Person paying for something at register.

Image source: Getty Images.

Bank of America's CEO, Brian Moynihan, said that consumer deposit balances for most cohorts the bank monitors are still up 10% year over year, but they peaked in April, and the growth of balances has slowed. However, Moynihan pointed out that this is the intention of the Federal Reserve's interest rate hikes -- to slow the economy -- and as long as most of these consumers stay employed, the chances of them spending their excess savings are relatively small.

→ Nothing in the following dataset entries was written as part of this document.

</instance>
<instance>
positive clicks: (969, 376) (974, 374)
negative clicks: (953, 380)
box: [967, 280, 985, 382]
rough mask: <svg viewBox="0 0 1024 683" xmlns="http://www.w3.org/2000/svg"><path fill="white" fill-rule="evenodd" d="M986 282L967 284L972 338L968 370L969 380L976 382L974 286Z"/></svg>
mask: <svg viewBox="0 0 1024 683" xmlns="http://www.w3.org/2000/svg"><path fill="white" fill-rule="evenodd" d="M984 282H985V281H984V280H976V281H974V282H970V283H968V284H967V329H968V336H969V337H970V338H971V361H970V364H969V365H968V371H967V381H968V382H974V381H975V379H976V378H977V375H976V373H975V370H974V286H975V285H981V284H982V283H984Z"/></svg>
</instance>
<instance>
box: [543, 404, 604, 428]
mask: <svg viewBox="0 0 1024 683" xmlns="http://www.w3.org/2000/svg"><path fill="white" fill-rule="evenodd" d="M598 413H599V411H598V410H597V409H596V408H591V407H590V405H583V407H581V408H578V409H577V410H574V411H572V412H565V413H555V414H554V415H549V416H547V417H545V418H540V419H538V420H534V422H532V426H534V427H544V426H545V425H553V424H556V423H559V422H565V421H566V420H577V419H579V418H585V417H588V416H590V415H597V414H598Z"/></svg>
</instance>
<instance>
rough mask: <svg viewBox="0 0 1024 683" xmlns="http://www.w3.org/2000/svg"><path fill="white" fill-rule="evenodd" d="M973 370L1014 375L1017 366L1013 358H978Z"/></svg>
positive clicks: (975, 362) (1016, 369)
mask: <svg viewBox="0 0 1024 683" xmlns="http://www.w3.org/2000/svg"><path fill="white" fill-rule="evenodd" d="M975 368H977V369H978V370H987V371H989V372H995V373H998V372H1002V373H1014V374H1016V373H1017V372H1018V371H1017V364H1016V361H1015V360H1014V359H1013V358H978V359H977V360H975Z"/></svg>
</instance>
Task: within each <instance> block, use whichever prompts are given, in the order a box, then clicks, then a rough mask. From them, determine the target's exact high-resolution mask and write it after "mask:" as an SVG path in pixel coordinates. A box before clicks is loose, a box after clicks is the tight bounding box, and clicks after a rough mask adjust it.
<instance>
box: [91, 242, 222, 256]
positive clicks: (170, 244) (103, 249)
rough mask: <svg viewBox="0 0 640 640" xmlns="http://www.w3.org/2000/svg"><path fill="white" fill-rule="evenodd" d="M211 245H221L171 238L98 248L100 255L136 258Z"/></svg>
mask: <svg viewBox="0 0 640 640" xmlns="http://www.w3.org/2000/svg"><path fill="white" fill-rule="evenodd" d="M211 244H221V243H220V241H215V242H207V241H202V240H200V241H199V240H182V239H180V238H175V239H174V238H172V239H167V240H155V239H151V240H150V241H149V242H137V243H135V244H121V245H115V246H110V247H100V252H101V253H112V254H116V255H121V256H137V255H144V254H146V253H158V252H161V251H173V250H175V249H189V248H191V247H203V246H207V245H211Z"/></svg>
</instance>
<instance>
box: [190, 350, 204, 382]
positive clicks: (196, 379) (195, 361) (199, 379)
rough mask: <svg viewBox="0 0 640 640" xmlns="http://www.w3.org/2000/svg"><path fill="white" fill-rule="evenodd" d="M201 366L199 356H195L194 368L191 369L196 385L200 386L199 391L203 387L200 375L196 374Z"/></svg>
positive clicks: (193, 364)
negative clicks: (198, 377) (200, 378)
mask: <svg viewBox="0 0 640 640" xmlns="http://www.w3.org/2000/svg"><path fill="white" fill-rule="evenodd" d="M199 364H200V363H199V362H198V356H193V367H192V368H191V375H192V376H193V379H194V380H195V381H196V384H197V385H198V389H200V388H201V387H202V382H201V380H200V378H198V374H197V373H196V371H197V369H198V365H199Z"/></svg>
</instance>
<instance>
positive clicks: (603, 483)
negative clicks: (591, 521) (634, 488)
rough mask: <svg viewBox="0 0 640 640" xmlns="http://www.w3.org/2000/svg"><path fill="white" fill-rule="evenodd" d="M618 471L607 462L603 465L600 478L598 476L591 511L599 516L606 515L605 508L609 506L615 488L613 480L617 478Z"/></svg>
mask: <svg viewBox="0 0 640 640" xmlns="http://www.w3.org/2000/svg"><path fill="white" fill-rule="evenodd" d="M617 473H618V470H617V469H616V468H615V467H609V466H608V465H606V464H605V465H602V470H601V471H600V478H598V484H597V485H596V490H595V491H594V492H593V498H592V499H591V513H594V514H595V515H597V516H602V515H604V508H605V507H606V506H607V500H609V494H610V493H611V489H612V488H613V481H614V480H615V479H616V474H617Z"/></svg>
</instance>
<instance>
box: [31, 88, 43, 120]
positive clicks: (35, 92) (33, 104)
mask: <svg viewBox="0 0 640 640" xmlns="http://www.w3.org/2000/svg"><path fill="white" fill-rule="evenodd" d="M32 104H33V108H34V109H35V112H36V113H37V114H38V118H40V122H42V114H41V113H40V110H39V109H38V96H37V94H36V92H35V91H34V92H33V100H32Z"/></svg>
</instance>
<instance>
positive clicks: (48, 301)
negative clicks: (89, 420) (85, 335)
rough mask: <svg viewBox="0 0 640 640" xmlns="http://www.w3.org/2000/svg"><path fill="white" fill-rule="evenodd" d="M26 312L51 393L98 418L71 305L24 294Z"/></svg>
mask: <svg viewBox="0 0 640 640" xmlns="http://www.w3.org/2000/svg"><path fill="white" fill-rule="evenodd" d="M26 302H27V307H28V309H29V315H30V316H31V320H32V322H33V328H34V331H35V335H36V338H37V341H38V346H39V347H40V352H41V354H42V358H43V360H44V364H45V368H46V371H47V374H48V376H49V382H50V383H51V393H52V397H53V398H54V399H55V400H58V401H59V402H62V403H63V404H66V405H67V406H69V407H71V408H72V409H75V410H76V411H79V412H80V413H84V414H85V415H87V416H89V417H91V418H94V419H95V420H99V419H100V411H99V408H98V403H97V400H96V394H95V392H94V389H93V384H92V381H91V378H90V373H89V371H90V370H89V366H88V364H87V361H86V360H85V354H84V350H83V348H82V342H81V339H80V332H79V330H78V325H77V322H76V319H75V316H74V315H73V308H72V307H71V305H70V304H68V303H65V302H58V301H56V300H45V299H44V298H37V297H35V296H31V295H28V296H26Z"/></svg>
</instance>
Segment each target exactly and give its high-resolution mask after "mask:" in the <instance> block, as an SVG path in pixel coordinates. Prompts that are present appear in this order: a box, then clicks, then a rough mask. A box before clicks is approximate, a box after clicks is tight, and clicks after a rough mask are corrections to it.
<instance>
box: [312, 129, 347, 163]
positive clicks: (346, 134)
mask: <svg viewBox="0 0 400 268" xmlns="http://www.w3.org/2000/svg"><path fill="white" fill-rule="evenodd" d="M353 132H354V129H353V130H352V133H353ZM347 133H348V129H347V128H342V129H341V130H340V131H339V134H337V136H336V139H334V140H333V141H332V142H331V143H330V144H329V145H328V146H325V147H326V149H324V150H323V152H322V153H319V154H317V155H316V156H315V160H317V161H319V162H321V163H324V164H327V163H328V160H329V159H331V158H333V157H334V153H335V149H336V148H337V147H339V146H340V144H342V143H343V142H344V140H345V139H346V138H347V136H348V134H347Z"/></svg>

This puts a heavy focus on the unemployment rate and what will happen in the future. After the November jobs report, the unemployment rate stayed strong at 3.7%. Currently, Moynihan as well as Marianne Lake, who is co-CEO of JPMorgan's consumer and community banking division, are only projecting unemployment to rise to around 5% or slightly more and peak there by the end of 2023 or early 2024. Lake added that this would really be a good outcome for the economy if it plays out.

Now, this doesn't mean JPMorgan and Bank of America's projections won't change. Looking at lower-income customers that have annual incomes of $50,000 or less, Lake said they still have pretty good cash buffers in terms of being able to pay their bills, much higher than pre-pandemic levels. However, Lake added that these customers are normalizing faster, which has been the case for a while now. She expects their cash buffers to get back to pre-pandemic levels toward the middle of next year, which she expects to be a very "instructive" time period.

But with unemployment still quite low, deposit balances still very healthy, and credit losses at 30-year lows, and considering that things like credit deterioration and rising unemployment will take some time to normalize, Lake and Moynihan simply aren't expecting a severe recession right now.

Looking at business customers

Wells Fargo's CEO, Charlie Scharf, spoke about the bank's large commercial franchise and how this group of customers is holding up. He said a lot of the bank's business clients are "nervous" right now. Inflation is still keeping the cost of doing business high, but businesses are less confident in their ability to keep passing on the higher costs to the consumer.

But what has surprised Scharf the most is the fact that corporate balance sheets haven't deteriorated as much as he might have expected. Balances and spending are coming down but more as a result of normalization, and it's more industry-specific. "And as long as there's not some material acceleration, it certainly should be all manageable," Scharf said.

In terms of commercial real estate properties, Scharf urged investors to look past the headlines and realize that there are many different types of commercial real estate loans at very different phases.

He noted that office buildings are among the most stressed types of properties right now due to lower office vacancy rates, but even within this category, there is a wide range of performance depending on where the buildings are located. Scharf ultimately thinks commercial real estate losses will be quite "uneven" across the industry and boil down to how deals are structured and the different kinds of exposure various lenders have.

A continued state of uncertainty

The updates and outlook for a mild recession from bank executives are certainly good news, but I don't think they have quelled the uncertainty regarding a potential recession or how severe it might get. 

The unprecedented amount of rate hikes conducted by the Fed this year has made the impact of said rate hikes hard to predict, and the full impact of these rate hikes has definitely not been felt yet.

If consumers and businesses can normalize more gradually and unemployment rises modestly as some price stability is restored, then I definitely think the U.S. economy can avoid a severe recession. But if there is a sudden jolt and unemployment jumps, and inflation remains persistent, the consumer and economy might really struggle.

Unfortunately, the market will likely remain volatile until there is a better line of sight, so the wait presses on.